Debating P.C. (Magill Book Reviews)
At a glance:
- Author: Paul Berman
- First Published: 1992
- Type of Work: Essays
- Genres: Nonfiction, Essays, Social issues
Some of the finest minds in the American academy are represented in this first-rate collection, among them Catherine R. Stimpson, John Searle, Edward Said, Henry Louis Gates, Jr., Stanley Fish, Barbara Ehrenreich, Molefi Kete Asante, and Diane Ravitch. After five major statements that function nicely as a “debate,” Paul Berman subdivides the book into sections on “Politics and the Canon,” “Free Speech and Speech Codes,” “Texas Shoot-out” (about events at the University of Texas), and “The Public Schools.” Berman’s introduction brilliantly sets the stage. He argues that an orthodoxy did develop on the cultural left in the early 1980’s, a blend of indigenous American concerns over racial and sexual oppression and schemes of analysis borrowed from French Marxism and literary theory. What conservatives have reacted to is this orthodoxy, which Berman calls “race/class/gender-ism.” Its most controversial claim is that education in the West has been fundamentally imperialistic, irredeemably biased in favor of white, heterosexual European males.
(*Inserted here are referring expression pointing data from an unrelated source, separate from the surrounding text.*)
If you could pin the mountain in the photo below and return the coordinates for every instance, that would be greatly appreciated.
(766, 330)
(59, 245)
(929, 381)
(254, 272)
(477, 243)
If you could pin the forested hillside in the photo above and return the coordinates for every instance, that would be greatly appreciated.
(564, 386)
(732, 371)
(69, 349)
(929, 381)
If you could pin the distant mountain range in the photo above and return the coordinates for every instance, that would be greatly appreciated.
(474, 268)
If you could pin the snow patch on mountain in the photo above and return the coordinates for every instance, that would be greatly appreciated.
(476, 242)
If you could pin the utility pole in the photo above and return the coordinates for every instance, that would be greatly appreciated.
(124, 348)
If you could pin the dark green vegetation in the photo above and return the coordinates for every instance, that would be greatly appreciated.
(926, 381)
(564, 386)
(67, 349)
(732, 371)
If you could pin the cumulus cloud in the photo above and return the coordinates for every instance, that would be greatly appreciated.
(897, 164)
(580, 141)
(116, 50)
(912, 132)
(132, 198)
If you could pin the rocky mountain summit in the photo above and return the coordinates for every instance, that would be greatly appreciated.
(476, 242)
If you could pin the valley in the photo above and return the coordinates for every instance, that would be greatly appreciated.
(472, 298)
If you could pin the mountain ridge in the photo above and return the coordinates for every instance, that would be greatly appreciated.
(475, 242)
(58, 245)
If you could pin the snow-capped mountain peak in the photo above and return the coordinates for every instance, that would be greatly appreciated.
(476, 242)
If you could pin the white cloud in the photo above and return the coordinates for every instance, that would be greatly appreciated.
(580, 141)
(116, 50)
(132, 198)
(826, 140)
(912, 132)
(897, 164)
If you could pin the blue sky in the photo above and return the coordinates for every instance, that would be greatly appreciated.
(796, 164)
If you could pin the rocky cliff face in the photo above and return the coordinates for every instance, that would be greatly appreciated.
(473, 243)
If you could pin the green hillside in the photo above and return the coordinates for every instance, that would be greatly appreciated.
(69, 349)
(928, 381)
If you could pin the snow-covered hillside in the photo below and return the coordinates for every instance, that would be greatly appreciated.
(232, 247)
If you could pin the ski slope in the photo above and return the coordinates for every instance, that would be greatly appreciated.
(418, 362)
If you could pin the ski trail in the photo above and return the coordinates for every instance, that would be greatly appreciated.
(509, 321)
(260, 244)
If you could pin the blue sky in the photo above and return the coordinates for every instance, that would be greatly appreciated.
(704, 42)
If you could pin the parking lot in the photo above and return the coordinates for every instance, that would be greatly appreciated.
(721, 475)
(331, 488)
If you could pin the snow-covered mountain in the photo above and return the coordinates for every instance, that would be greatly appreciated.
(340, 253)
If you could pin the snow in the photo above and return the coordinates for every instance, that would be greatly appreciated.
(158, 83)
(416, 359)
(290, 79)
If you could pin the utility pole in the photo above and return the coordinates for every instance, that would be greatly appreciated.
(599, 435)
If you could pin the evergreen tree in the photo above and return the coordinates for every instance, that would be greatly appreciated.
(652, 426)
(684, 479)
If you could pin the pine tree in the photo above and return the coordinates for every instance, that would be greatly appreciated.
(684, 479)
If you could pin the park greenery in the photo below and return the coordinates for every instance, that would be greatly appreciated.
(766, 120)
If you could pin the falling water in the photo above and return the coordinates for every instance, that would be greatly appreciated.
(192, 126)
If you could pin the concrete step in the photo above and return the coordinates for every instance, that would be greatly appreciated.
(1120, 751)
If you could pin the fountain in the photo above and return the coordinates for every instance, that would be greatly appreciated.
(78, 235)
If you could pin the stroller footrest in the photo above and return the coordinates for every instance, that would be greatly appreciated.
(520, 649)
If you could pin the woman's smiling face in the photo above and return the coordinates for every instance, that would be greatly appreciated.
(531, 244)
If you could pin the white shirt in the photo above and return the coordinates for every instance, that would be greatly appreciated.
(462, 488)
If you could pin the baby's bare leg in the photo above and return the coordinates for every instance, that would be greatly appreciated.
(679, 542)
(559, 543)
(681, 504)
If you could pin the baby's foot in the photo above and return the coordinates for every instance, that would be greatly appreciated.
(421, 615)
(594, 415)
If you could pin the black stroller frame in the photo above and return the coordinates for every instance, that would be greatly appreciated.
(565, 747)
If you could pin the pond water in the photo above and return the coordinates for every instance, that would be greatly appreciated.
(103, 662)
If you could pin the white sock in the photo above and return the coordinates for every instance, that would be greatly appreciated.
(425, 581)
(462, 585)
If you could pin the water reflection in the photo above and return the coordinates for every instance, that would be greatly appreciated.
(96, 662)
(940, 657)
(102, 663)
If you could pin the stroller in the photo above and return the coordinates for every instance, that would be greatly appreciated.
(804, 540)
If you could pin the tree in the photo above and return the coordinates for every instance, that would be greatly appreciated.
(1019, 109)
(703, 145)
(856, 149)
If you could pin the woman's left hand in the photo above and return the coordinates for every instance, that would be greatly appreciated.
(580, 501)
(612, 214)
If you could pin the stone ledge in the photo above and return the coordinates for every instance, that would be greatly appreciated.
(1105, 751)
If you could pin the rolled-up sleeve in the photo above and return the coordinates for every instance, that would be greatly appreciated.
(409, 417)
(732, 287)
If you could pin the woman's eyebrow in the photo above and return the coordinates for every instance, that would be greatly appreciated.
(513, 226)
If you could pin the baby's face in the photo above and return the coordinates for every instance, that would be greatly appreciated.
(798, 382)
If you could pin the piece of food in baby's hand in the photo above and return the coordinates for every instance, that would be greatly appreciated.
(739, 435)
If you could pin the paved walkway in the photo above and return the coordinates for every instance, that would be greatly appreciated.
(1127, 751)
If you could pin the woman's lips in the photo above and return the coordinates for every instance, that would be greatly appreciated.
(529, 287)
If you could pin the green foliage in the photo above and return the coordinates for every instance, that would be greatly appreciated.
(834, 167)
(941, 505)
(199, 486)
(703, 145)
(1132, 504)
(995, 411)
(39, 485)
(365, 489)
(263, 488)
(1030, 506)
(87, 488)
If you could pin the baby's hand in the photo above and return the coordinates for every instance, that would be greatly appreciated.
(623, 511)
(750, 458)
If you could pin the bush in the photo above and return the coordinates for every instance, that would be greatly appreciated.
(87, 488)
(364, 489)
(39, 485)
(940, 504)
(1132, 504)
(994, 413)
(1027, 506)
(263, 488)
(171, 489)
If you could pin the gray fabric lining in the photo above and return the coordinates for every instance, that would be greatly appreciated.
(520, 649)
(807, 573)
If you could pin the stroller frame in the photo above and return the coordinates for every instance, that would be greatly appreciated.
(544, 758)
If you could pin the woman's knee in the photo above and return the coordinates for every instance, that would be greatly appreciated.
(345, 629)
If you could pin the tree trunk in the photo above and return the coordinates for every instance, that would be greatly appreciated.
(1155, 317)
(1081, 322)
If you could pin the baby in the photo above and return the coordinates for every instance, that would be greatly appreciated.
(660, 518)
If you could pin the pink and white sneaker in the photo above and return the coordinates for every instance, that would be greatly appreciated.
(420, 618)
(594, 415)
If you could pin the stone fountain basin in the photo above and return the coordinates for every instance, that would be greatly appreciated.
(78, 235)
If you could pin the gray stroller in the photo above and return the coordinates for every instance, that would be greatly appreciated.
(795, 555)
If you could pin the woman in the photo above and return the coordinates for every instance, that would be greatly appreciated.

The conservatives Berman draws most heavily on are Dinesh D’Souza and Roger Kimball (authors, respectively, of ILLIBERAL EDUCATION: THE POLITICS OF RACE AND SEX ON CAMPUS and TENURED RADICALS: HOW POLITICS HAS CORRUPTED OUR HIGHER EDUCATION). Of the two, Kimball is the more substantive. He directs his harshest words at the ideal of multiculturalism, which he claims implies “a complete politicization of teaching and learning” and the fallacious idea that “all cultures are equally valuable and, therefore, that preferring one culture, intellectual heritage, or moral and social order to another is to be guilty of ethnocentrism or racism.” For Kimball, this cultural egalitarianism overlooks the fact that only in the West has liberal democracy—whose tolerant ethos permits the muticultural debate to flourish—taken full root. It therefore demands to be cherished and nurtured.
Readers looking for a middle ground between Kimball and cultural separatists like Molefi Kete Asante will find the articles by Catherine Stimson, Edward Said, and Michael Berube particularly enlightening. These writers have a sophisticated understanding of the French material; they use it to display the rich and complex relations of culture and power in the West, without surrendering the Western heritage. The piece nonacademic readers will find the most interesting is Katha Pollitt’s. She argues that the P. C. debate is a passionate one because America has ceased to be a place where books are important. This condition means that books required for college students may be the only ones they ever read. Therefore the stakes are unnaturally high. A healthily literate culture would not worry about excluding certain “classics” from college lists, because students would feel compelled to read them anyway to take part in a rich conversation about ideas and texts.